- Education: Columbia University Carnegie Mellon University
- Known for: Algorithm design
- Father: Alvin E. Roth
- Awards: Hans Sigrist Prize (2023) Presidential Early Career Award for Scientists and Engineers (2016) Sloan Research Fellowship (2015) NSF Career Award (2013)
- Scientific career
- Fields: Computer theory
- Workplaces: University of Pennsylvania
- Doctoral advisor: Avrim Blum
- Website: Aaron Roth at the University of Pennsylvania

= Aaron Roth =

American computer scientist

Aaron Roth is an American computer scientist. He is the Henry Salvatori Professor of Computer and Cognitive Science at the University of Pennsylvania.

== Biography ==
Roth is the son of Alvin E. Roth, a former Harvard University professor who won the Nobel Memorial Prize in Economic Sciences in 2012. He earned his bachelor's degree in computer science from Columbia University in 2006, and his PhD from Carnegie Mellon University under the supervision of Avrim Blum.

Roth spent a year as a postdoc at Microsoft Research New England before joining the University of Pennsylvania faculty in 2011 as the Raj and Neera Singh Assistant Professor of Computer Science and was made Class of 1940 Bicentennial Term Associate Professor in 2017.

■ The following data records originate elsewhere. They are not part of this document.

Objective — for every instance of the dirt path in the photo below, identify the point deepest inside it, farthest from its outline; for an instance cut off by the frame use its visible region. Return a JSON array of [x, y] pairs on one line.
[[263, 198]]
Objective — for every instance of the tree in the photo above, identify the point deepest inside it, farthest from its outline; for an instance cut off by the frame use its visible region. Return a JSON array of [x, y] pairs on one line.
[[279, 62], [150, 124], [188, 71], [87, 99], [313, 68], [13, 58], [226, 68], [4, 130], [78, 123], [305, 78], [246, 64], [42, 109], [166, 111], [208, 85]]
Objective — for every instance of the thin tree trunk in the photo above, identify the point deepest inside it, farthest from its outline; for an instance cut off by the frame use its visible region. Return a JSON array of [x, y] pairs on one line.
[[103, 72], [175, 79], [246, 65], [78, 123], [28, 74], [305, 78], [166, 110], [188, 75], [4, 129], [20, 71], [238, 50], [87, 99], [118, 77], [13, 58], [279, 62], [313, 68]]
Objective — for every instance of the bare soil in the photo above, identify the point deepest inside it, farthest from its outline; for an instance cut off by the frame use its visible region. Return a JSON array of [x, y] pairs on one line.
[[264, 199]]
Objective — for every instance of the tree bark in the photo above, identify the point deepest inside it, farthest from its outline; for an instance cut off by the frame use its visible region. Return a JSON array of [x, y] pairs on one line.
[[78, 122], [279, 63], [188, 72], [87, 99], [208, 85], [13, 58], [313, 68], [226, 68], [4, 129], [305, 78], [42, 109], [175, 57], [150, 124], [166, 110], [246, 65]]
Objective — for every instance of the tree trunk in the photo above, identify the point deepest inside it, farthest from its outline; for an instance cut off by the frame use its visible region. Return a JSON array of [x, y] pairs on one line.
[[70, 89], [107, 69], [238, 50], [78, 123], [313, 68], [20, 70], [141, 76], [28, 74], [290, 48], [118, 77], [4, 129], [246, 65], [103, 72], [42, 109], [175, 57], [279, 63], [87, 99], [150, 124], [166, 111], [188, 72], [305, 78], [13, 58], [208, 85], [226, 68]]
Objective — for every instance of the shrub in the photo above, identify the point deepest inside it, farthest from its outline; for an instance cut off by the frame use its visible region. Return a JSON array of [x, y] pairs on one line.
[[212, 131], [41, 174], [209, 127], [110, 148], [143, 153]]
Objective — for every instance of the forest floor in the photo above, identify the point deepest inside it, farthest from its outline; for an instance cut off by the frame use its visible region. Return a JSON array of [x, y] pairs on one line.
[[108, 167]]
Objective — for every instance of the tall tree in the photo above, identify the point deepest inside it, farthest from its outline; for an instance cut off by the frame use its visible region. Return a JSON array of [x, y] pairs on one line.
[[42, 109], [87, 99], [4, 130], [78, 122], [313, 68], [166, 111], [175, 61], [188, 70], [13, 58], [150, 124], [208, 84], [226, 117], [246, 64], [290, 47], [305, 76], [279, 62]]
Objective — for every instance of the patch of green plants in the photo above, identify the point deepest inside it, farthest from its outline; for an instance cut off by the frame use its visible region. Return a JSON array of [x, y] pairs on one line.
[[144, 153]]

Roth's research interests include algorithm design, algorithmic fairness, differential privacy, and algorithmic game theory.

== Awards ==
Roth received an NSF Career Award in 2013, a Sloan Research Fellowship in 2015, a Presidential Early Career Award for Scientists and Engineers in 2016. and the Hans Sigrist Prize in 2023. He also received a PROSE Award in the Computer and Information Sciences category for his book The Ethical Algorithm: The Science of Socially Aware Algorithm Design co-authored with Michael Kearns.